What is ECU Learning?  Please refer to the tuning instructions we enclosed with our tuning product for your specific model ECU learning process.  ECU learning is mainly how Lexus ECU adjusts KCLVs (knock correction learning value) based on sensory inputs over time.  Lexus has very sensitive knock sensors.  KCLVS will determine the maps ECU select.  After the ECU was re-programmed/tuned, KCLVs are at the most conservative default values.   Based on sensory inputs, ECU adjusts the KCLVs over time (typically about 50 miles of driving).  When the intake temperatures are too high or there are other engine malfunctions such as bad spark plugs, bad injectors, or any engine condition that could cause a loss of compression or “false knock” etc., ECU will not set KCLV at optimum and will not switch to the most aggressive maps to preserve the engine. 

Can you always expect for a tuned ECU to make more power?  RR Racing invests considerable effort in developing our tunes.  Our tunes are the most tested tunes on the market, and we stand behind the results we post for every tune.  Given the reputation of our tune, some customers believe that a tune will improve their car’s power under any circumstances.  We do not and cannot change the way Lexus ECU works.  As indicated above, Lexus ECU is designed to control the engine optimally based on condition of the engine and the environment.  In other words, if the fuel is bad (low octane 91 or even lower), the temperature is too hot, or some engine components do not work optimally, the ECU will try to save the engine and will now switch to the most optimal maps that make the most power.  So, if you feel you are not getting the power you expect, first of look if your car is running well and consider the weather conditions and fuel quality, as well as engine related issues.  Generally speaking, we find that a simple compression test is the best indicator of the “tenability” and overall health of the engine.

If more smoke comes out of my exhaust, does my car run too rich? There are many reasons why excessive smoke comes out of the exhaust. If you install headers, for example, the car will smoke more and smell more. Another common reason is when engine oil was over-filled during oil change.

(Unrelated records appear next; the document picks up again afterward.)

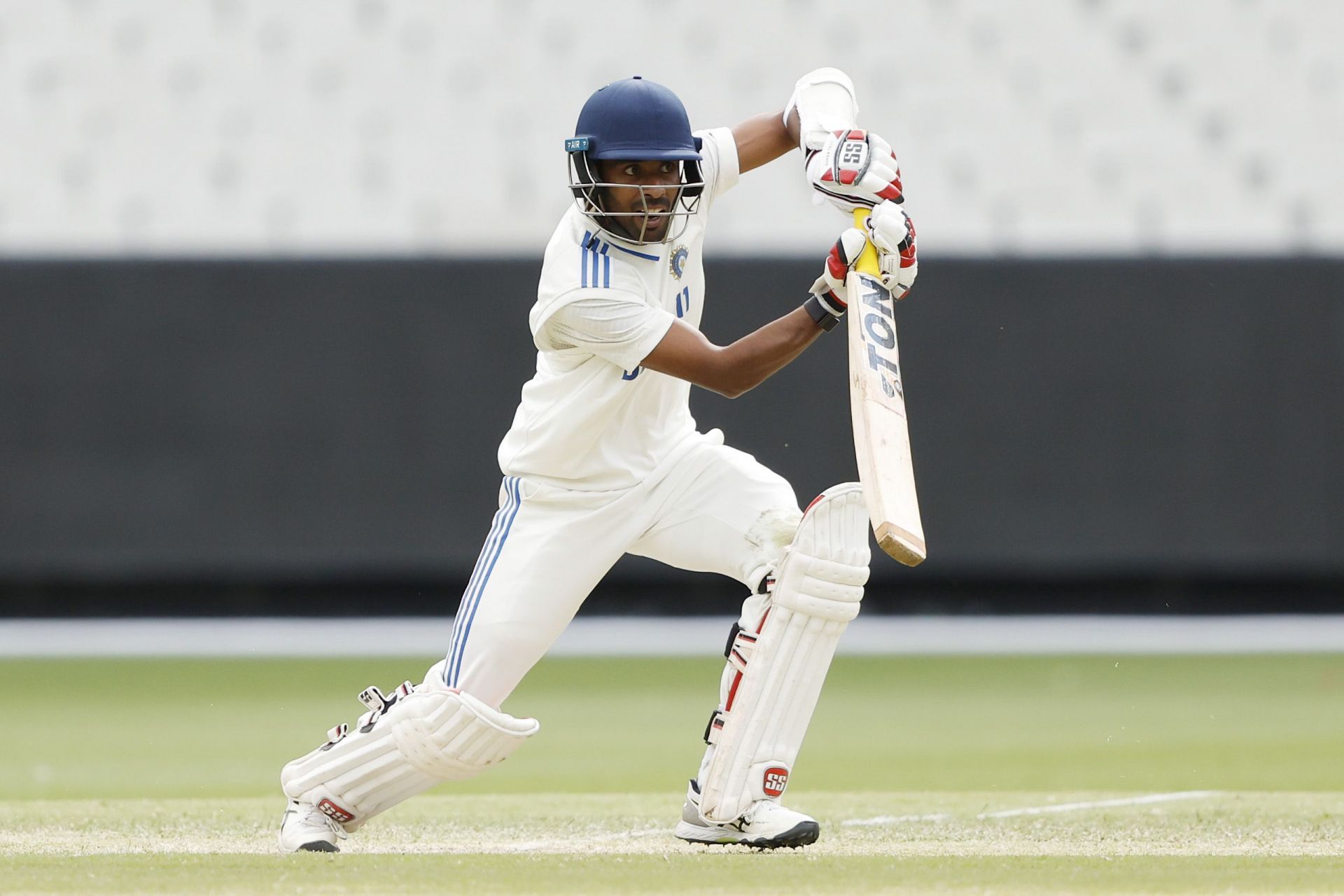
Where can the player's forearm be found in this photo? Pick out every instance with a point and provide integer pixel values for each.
(757, 356)
(765, 139)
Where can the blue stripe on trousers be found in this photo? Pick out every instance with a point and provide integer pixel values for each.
(486, 561)
(512, 504)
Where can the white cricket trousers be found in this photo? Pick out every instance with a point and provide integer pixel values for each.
(707, 508)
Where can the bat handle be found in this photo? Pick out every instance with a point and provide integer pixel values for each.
(867, 262)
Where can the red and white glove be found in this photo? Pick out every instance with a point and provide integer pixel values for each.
(855, 168)
(827, 301)
(892, 234)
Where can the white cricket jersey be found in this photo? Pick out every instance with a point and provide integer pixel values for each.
(592, 418)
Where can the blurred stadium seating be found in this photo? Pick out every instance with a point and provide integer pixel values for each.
(1059, 127)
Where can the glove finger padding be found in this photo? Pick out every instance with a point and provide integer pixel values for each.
(830, 286)
(892, 232)
(855, 169)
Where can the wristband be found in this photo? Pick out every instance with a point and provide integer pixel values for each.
(823, 318)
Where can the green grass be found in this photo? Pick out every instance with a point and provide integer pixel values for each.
(162, 777)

Mechanics typically fill to the highest level on the oil deep stick. Many believe that more oil is good. Deep sticks maybe slightly modified when installing headers making them less accurate. We suggest filling oil based on specified oil quantities in your car’s owner’s manual — do not fill more. If you installed our Air/Oil separator, make sure to empty the canister. A full canister can cause excess oil to be flown into the engine causing excessive smoke.